June 17, 2011
Opinions, Scotland

Claims are just a big wind-up

By Brian Monteith, Edinburgh Evening News, scotsman.com 17 June 2011

What is the biggest lie in Scottish and British politics today? That England subsidises Scottish public spending or that Scotland’s oil bails out the UK from bankruptcy? Actually it’s neither of these for the answers change each year depending on the price of oil, the tax revenues from the City of London and the size of our growing national debt.
No, the biggest lie in politics is that renewable energy is not only desirable but affordable – and there is a conspiracy between the politicians and the corporate bosses to perpetuate this myth.

This week John Swinney, the Scottish Government’s finance secretary, gave the bosses of ScottishPower a hard time because they are raising their electricity prices ten per cent and gas by a staggering nineteen per cent. He appealed to energy regulators to step in and urged customers to seek out cheaper suppliers.

What John Swinney did not mention, what he does not want you to know and what the ScottishPower bosses are too timid to say is that the politicians in Edinburgh, London and Brussels are the biggest cause of energy prices rising – and the chief reason is their religious zeal for renewable generation in pursuit of saving the planet.

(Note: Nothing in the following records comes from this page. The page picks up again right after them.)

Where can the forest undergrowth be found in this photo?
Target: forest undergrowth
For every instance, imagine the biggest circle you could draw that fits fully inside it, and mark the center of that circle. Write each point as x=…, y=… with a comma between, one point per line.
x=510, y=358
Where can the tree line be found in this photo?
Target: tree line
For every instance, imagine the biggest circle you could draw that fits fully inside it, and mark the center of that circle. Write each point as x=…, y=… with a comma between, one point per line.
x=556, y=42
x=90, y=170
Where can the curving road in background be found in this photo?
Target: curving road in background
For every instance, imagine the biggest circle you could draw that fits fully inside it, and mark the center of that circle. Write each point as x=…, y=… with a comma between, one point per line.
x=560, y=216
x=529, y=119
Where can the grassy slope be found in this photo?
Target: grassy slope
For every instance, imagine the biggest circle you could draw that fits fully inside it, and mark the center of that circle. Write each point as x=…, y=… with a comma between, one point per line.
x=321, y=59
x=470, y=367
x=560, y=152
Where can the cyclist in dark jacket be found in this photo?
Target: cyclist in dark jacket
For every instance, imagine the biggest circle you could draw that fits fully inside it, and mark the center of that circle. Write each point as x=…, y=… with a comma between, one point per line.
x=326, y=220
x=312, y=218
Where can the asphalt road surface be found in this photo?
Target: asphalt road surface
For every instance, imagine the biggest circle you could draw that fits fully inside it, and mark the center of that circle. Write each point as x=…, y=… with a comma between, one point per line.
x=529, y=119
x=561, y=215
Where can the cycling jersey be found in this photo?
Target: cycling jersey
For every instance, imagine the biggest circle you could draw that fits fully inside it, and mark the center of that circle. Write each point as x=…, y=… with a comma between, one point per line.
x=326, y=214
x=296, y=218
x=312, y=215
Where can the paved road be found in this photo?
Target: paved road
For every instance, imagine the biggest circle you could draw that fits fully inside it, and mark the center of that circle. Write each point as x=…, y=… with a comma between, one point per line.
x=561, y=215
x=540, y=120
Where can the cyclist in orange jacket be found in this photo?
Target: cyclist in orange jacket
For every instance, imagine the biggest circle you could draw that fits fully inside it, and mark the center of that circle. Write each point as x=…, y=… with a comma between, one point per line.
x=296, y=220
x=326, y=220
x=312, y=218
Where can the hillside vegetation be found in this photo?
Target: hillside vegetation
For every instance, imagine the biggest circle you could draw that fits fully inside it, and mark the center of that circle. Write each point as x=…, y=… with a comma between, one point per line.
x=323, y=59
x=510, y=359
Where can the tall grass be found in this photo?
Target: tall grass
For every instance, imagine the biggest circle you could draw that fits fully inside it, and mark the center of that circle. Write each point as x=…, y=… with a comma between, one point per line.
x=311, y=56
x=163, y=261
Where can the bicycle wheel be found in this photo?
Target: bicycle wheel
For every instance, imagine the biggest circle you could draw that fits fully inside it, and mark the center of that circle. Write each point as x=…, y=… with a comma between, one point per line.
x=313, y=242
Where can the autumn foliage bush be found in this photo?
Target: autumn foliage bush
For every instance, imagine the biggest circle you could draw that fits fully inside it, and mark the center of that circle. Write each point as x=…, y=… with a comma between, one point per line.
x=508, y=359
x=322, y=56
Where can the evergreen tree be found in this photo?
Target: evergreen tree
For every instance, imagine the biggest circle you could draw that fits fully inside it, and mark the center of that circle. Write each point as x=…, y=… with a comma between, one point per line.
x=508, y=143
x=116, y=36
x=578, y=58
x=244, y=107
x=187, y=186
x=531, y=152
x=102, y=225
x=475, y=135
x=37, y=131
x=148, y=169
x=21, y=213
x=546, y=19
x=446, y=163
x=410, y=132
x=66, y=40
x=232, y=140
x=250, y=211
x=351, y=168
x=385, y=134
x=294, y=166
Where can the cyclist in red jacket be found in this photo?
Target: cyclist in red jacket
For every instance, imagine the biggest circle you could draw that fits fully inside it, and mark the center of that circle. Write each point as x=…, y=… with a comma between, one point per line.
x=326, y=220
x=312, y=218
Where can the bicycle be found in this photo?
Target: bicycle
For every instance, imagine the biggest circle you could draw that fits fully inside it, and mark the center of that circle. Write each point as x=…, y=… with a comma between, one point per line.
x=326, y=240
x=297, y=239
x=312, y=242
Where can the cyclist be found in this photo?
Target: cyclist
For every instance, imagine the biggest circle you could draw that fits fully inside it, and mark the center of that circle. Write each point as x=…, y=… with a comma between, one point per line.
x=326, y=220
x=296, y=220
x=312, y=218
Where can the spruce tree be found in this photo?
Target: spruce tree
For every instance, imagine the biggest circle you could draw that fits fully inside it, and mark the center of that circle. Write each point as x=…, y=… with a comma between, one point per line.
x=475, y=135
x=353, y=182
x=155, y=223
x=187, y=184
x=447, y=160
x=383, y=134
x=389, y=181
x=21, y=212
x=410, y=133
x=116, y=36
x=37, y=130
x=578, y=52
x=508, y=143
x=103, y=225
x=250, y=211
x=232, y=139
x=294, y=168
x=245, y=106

Have you ever wondered why you will not find wind turbines generating electricity in poor developing nations? It’s simple really – while they desperately need electricity to help bring light and power to their growing economies they cannot afford the subsidies needed to pay for the most expensive way of providing electricity.

Wind turbines are less than thirty per cent efficient. That is because they cannot operate if the winds are too slow (one third of the time) and, perversely, they cannot operate when the winds are too fast as they become dangerous (another third of the time). This leaves only one third of the time when they work – and we now know from experience that due to other constraints (such as they might be able to work at a time that electricity demand is low and so they are not deployed) they are even less efficient than originally claimed.

Add to this that to ensure there is electricity available when the turbines are not working the power companies still need other reliable generation available twenty-four/seven (from nuclear, coal and gas) and the economics just don’t make sense even though the wind is free.

The truth of the matter is that if it were left to power companies to choose how they provide us with electricity they would only build gas and coal powered stations and maybe a nuclear power station if they thought they could get the planning permission. Wind turbines, be they on land or at sea, are currently too costly to make economic sense – so why are so many being built? Wind power has been around a very long time; today’s wind turbines are the modern hi-tech equivalent of yesterday’s windmills but instead of making flour they generate electricity.

Yet only in the last twenty years have they begun to be seen in Europe and then Scotland in large numbers.

This is because politicians have passed laws, introduced punishing taxes and offered attractive sweetners – the result is that wind farms should more appropriately be called subsidy farms – for they cultivate large financial subsidies and the electricity companies now want to build more and more of them.

The Renewables Obligation forces power companies to source eleven per cent of their power from renewable power generation – which is mostly wind power. Because these sources are more expensive the cost of electricity is forced up.

There is also the Climate Change Levy, which taxes businesses and public bodies on the energy they use making their energy at least twenty percent higher than need be. There’s the Carbon Emissions Reduction Commitment, which forces energy suppliers to invest in expensive equipment that reduces their carbon footprint, and there’s the new Carbon Floor Price that taxes coal and gas energy production and comes in next year. All of these hidden costs and taxes work their way through to domestic consumers’ electricity bills.

On top of these penalties that make coal and gas generation more expensive there is the Feed-in Tariff that subsidises the production of renewable generation – causing farmers and landowners to queue up to install wind turbines and reap the subsidy harvest. These subsidies worth millions have to be paid for by general taxation – so we all pay for that too. It’s a transfer of wealth from the masses to the few and it’s a scandal.

The bottom line is that while electricity bills are about to go up by ten per cent they are already twenty per cent more expensive because of politicians trying to rig the market – but you won’t find any mention of this on your leccy bill.

If people want to pay more for their electricity to save the world then we should be able to debate the issues and vote for politicians that offer such a solution, but first, let’s put all these hidden costs on our bills so we can see what we are paying for. Only then will John Swinney’s compassion look sincere.